I agreed to attend a meeting in a small village outside of Alloa in Scotland on Thursday so decided to make some plans to travel up via my daughters near Wigan.

I hadn't see them all since May due to my being away in South Africa and France for most of the time since. When I went with Mrs P in May my new grandson was only a few weeks old and Eloise was two the next day. I played hide and seek and exhausted myself trying to get under the bed.

I noticed a subtle change this time. Eloise is still sweet and lovely but there is an edge of defiance and a wanting to hurt that has crept in. Several times I had to firmly say no to her attempts to pinch and scratch. I began to think about this and asked myself what was happening.

I realised that what I was seeing was human nature and the development of things that the Bible calls sin. Not that Eloise is a great sinner but the nature of man is to rebel against God and this can be seen in the way a two year starts to show this. It fascinated me that without anyone showing her these things are happening naturally.

What has God done about this. He has sent the solution and remedy in His own Son Jesus. A verse in the bible in 2 Corinthians 5:18 tells us God is reconciling us to Himself through Jesus Christ and giving us the ministry of reconciliation.

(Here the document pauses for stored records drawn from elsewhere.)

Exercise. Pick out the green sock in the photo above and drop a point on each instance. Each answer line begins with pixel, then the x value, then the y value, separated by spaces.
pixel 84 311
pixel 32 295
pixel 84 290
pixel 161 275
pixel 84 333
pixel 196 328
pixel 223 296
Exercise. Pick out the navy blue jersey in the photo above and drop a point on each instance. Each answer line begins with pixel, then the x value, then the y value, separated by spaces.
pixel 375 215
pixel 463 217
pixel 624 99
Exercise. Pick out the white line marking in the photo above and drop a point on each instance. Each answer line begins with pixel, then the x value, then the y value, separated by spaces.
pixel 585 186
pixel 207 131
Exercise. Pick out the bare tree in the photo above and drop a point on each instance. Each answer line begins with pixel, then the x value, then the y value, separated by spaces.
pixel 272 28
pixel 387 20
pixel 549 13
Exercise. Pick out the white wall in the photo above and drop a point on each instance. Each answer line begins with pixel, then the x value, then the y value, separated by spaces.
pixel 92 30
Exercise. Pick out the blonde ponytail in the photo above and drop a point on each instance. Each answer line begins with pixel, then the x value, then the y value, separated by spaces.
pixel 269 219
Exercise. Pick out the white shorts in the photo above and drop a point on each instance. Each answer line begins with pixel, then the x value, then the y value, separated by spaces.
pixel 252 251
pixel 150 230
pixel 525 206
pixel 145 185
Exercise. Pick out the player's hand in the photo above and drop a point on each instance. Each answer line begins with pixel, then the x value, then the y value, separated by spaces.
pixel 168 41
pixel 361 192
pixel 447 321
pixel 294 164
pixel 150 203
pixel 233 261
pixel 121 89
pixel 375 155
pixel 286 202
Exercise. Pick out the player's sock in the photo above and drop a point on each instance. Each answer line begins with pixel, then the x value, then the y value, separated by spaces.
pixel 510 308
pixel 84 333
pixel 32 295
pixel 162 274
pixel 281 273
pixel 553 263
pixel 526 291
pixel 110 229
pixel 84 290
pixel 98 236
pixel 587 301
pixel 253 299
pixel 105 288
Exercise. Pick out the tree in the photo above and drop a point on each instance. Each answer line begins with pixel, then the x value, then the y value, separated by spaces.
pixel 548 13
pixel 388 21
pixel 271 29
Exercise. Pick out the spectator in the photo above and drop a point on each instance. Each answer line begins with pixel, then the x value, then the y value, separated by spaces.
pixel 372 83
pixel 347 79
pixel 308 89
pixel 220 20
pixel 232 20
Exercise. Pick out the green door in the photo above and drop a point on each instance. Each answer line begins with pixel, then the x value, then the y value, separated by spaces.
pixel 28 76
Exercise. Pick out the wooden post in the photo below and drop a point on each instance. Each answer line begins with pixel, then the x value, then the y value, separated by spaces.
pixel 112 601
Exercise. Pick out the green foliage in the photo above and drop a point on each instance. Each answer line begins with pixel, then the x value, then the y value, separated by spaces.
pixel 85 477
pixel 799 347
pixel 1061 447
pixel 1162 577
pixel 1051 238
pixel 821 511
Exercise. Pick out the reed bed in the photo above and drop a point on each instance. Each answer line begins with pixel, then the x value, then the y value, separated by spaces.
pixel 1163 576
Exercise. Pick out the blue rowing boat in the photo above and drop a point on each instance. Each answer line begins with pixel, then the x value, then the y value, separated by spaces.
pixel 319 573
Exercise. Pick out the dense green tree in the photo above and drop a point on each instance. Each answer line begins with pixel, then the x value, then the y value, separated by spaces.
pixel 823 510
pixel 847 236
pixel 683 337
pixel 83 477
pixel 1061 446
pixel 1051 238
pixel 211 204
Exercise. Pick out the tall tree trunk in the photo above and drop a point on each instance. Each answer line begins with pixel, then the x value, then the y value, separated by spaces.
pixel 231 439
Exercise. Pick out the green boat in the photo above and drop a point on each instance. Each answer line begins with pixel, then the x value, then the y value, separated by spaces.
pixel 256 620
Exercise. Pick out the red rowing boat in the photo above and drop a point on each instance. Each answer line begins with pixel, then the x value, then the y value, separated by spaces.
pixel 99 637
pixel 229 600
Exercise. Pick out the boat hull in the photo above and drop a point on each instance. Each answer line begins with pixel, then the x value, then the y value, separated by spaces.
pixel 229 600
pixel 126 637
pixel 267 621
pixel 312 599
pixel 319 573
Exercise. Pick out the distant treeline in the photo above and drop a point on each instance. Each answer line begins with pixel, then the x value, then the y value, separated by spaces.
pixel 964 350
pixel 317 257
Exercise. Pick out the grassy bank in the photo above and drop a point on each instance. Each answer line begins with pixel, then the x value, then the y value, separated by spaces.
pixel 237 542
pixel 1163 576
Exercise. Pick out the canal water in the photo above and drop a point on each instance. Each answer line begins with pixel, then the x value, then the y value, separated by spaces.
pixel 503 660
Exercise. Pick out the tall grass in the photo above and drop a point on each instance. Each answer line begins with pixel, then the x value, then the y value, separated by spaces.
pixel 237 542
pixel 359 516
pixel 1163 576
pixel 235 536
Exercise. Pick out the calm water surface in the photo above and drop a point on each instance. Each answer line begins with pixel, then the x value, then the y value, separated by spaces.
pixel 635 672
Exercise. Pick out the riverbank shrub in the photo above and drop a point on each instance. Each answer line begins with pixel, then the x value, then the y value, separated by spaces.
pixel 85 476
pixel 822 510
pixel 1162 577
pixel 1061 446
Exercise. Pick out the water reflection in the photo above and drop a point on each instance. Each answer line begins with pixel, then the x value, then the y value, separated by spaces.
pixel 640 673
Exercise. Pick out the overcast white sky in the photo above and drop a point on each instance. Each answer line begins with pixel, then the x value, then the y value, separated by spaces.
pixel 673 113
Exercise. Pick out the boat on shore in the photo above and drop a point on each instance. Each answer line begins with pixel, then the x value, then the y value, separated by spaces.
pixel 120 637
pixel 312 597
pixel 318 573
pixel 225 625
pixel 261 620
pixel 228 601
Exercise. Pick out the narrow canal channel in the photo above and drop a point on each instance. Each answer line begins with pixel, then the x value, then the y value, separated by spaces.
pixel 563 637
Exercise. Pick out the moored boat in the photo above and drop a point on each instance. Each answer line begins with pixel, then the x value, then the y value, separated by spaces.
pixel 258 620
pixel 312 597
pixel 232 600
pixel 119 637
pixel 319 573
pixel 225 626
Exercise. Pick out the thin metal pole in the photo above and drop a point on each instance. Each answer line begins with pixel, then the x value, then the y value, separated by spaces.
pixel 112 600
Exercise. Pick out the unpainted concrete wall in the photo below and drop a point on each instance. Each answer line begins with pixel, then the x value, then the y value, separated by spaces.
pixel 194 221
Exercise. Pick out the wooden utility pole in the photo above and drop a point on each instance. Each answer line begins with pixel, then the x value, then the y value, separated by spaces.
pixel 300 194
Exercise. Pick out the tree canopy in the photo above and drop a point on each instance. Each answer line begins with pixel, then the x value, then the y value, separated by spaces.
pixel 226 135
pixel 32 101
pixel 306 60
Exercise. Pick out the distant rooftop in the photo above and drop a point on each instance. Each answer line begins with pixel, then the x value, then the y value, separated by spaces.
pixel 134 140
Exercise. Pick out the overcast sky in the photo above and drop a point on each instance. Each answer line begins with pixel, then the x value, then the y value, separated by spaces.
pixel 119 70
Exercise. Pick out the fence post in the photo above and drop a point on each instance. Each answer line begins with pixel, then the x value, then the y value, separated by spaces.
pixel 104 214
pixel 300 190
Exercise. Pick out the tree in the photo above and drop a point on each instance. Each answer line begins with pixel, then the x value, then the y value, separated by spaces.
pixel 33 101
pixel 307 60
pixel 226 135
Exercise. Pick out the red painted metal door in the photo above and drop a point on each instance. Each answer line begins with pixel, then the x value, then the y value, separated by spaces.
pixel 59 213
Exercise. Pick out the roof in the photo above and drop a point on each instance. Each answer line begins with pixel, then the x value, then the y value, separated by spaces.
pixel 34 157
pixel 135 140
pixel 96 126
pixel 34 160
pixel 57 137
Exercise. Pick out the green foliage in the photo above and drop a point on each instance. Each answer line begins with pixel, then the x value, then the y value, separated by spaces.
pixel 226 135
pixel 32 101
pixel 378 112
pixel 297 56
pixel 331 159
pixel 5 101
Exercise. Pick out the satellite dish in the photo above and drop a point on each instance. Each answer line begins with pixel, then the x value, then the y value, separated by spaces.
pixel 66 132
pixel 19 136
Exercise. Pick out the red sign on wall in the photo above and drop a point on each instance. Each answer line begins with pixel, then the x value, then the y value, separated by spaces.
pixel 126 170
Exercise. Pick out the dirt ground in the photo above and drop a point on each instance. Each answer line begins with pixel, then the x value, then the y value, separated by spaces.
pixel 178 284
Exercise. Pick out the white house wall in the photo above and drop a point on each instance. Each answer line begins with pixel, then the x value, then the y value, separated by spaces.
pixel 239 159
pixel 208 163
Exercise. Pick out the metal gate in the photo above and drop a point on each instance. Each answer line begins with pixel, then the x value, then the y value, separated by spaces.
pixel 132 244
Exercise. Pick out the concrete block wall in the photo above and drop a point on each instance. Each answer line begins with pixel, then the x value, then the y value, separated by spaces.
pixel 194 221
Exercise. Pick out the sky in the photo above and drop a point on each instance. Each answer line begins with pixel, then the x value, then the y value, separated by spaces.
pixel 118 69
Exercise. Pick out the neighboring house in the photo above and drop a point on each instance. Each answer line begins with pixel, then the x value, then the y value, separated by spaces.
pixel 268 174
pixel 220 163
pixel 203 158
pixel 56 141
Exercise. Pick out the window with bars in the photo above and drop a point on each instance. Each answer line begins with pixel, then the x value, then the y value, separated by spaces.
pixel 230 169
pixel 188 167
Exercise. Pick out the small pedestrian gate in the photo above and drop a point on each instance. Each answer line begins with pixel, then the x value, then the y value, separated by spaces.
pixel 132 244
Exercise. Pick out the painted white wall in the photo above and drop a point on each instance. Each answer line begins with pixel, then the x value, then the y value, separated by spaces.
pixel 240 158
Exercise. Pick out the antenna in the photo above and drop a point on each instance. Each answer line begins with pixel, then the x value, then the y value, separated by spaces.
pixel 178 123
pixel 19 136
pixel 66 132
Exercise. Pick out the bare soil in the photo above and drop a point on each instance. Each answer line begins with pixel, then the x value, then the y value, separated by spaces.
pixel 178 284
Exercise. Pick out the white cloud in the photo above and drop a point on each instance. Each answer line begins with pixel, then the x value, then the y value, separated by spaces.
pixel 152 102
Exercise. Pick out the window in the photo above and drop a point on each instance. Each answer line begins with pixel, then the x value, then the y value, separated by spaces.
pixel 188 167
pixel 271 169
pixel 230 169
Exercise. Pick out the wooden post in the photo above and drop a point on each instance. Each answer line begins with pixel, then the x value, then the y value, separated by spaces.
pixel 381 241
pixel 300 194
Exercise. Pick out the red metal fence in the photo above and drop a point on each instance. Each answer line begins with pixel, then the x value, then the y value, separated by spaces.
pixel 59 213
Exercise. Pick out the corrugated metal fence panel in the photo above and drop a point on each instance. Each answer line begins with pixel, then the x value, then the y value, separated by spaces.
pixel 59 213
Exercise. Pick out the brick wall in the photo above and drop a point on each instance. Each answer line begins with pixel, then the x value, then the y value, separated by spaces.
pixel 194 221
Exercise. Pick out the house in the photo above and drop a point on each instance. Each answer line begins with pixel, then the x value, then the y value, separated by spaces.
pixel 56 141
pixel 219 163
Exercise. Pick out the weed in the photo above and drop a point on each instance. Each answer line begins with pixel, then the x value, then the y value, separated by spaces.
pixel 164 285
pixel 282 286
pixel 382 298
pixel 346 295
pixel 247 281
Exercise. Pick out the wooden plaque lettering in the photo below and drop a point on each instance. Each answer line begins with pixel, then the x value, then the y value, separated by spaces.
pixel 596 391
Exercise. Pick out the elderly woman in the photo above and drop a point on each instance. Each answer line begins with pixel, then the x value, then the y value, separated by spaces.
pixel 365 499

I am guilty of sometimes looking at today's parenting skills and complaining but I realise that what we see in society today is more than unruliness. Malachi, ends the Old Testament by saying that there needs to be a turning of hearts, from fathers to sons and sons to fathers. He calls them the sons of disobedience. He then says 'lest I strike the land with a curse'. Is this what we are seeing around us a curse in the generation that we live in?

God's answer is reconciliation. First towards Him as our Father, learning to respond in the security of His love to His correction; then to each other to turn our hearts to one another for those kind of relationships that bring the same love and correction. Maybe we should be looking for these kinds of relationships in life.

2 comments:

Teapot said...

Good to see you both today!! Our Alan was so belligerent when he was between two and four that he must have had original sin by the bucket load!!!!!

INcidentally, you didn't enlarge on WHY you couldn't get under the bed!

Ha ha!!!

Fade to Black said...

The Spirit of Reconciliation is such an important ingredient in our walk of faith. Instilling that in our children is (imo), an essential element that presses on the door to forgiveness... not to simply forgive, but be reconciled - one to another - with bowels of mercy and kindness.